Bug 1280380

Summary: Hosted Engine: after migration of engine vm, source host still have engine vm in state down
Product: [oVirt] ovirt-hosted-engine-ha Reporter: Artyom <alukiano>
Component: AgentAssignee: Martin Sivák <msivak>
Status: CLOSED NOTABUG QA Contact: Artyom <alukiano>
Severity: high Docs Contact:
Priority: unspecified    
Version: 1.3.1CC: ahadas, alukiano, bugs, dfediuck, mavital, mgoldboi, michal.skrivanek, rgolan
Target Milestone: ovirt-3.6.6Keywords: Regression, Triaged
Target Release: ---Flags: rule-engine: ovirt-3.6.z+
rule-engine: blocker+
mgoldboi: planning_ack+
dfediuck: devel_ack+
mavital: testing_ack+
Hardware: x86_64   
OS: Linux   
Whiteboard:
Fixed In Version: Doc Type: Bug Fix
Doc Text:
Story Points: ---
Clone Of: Environment:
Last Closed: 2016-03-16 11:08:30 UTC Type: Bug
Regression: --- Mount Type: ---
Documentation: --- CRM:
Verified Versions: Category: ---
oVirt Team: SLA RHEL 7.3 requirements from Atomic Host:
Cloudforms Team: --- Target Upstream Version:
Embargoed:
Attachments:
Description Flags
source host logs none

Description Artyom 2015-11-11 15:27:11 UTC
Created attachment 1092795 [details]
source host logs

Description of problem:
After put host to local maintenance, agent migrate engine vm, but source host still have engine vm in state down.
Output from source code:

# hosted-engine --vm-status
--== Host 1 status ==--

Status up-to-date                  : True
Hostname                           : rose05.qa.lab.tlv.redhat.com
Host ID                            : 1
Engine status                      : {"reason": "bad vm status", "health": "bad", "vm": "down", "detail": "down"}
Score                              : 0
stopped                            : False
Local maintenance                  : True
crc32                              : 08d9a82e
Host timestamp                     : 14834


--== Host 2 status ==--

Status up-to-date                  : True
Hostname                           : cyan-vdsf.qa.lab.tlv.redhat.com
Host ID                            : 2
Engine status                      : {"health": "good", "vm": "up", "detail": "up"}
Score                              : 3400
stopped                            : False
Local maintenance                  : False
crc32                              : 2cb9a39a
Host timestamp                     : 185334

# vdsClient -s 0 list table
489f97db-fd1d-4504-9ce0-f8732d6b57d1  20649  HostedEngine         Down


Version-Release number of selected component (if applicable):
ovirt-hosted-engine-ha-1.3.2.1-1.el7ev.noarch

How reproducible:
Always

Steps to Reproduce:
1. Deploy hosted-engine on two hosts
2. Put host with engine vm to local maintenance(hosted-engine --set-maintenance --mode=local)
3. 

Actual results:
engine vm migrate to second host, but first host still have engine vm in state down

Expected results:
engine vm migrate to second host, and no engine vm on first host

Additional info:
Problem in class EngineMigratingAway, because new_data.migration_result have only string "Done", state machine moved to state ReinitializeFSM and not to EngineDown

Comment 1 Martin Sivák 2015-11-23 11:31:05 UTC
The state Down is expected as it needs to be collected by the engine, the ReinitializeFSM state is not though and we are probably missing an allowed value somewhere.

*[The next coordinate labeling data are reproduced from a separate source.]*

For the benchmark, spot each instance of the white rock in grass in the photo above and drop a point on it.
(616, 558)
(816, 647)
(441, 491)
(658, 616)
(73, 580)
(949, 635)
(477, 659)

Comment 2 Red Hat Bugzilla Rules Engine 2015-11-27 05:40:01 UTC
This bug is not marked for z-stream, yet the milestone is for a z-stream version, therefore the milestone has been reset.
Please set the correct milestone or add the z-stream flag.

Comment 3 Red Hat Bugzilla Rules Engine 2015-11-27 05:40:01 UTC
This bug report has Keywords: Regression or TestBlocker.
Since no regressions or test blockers are allowed between releases, it is also being identified as a blocker for this release. Please resolve ASAP.

Comment 4 Red Hat Bugzilla Rules Engine 2015-11-30 07:09:28 UTC
This bug is not marked for z-stream, yet the milestone is for a z-stream version, therefore the milestone has been reset.
Please set the correct milestone or add the z-stream flag.

Comment 5 Arik 2016-02-04 20:37:16 UTC
Artyom,
1. can you estimate how much time after the migration ended did you run the 'vdsClient -s 0 list table'?
2. if you wait for more than 15 secs after the engine VM is running on the destination, the VM is destroyed and disappeared from the source host?

Comment 6 Michal Skrivanek 2016-02-06 12:44:21 UTC
Also please add engine log as well

Comment 7 Roy Golan 2016-02-10 09:39:58 UTC
ping

Comment 9 Artyom 2016-02-17 14:06:09 UTC
Checked on ovirt-hosted-engine-ha-1.3.4.1-1.el7ev.noarch
I see that now all works fine and after migration, vm destroyed on source host, so I believe we can close this bug, in case if I will encounter this one again I will reopen this bug.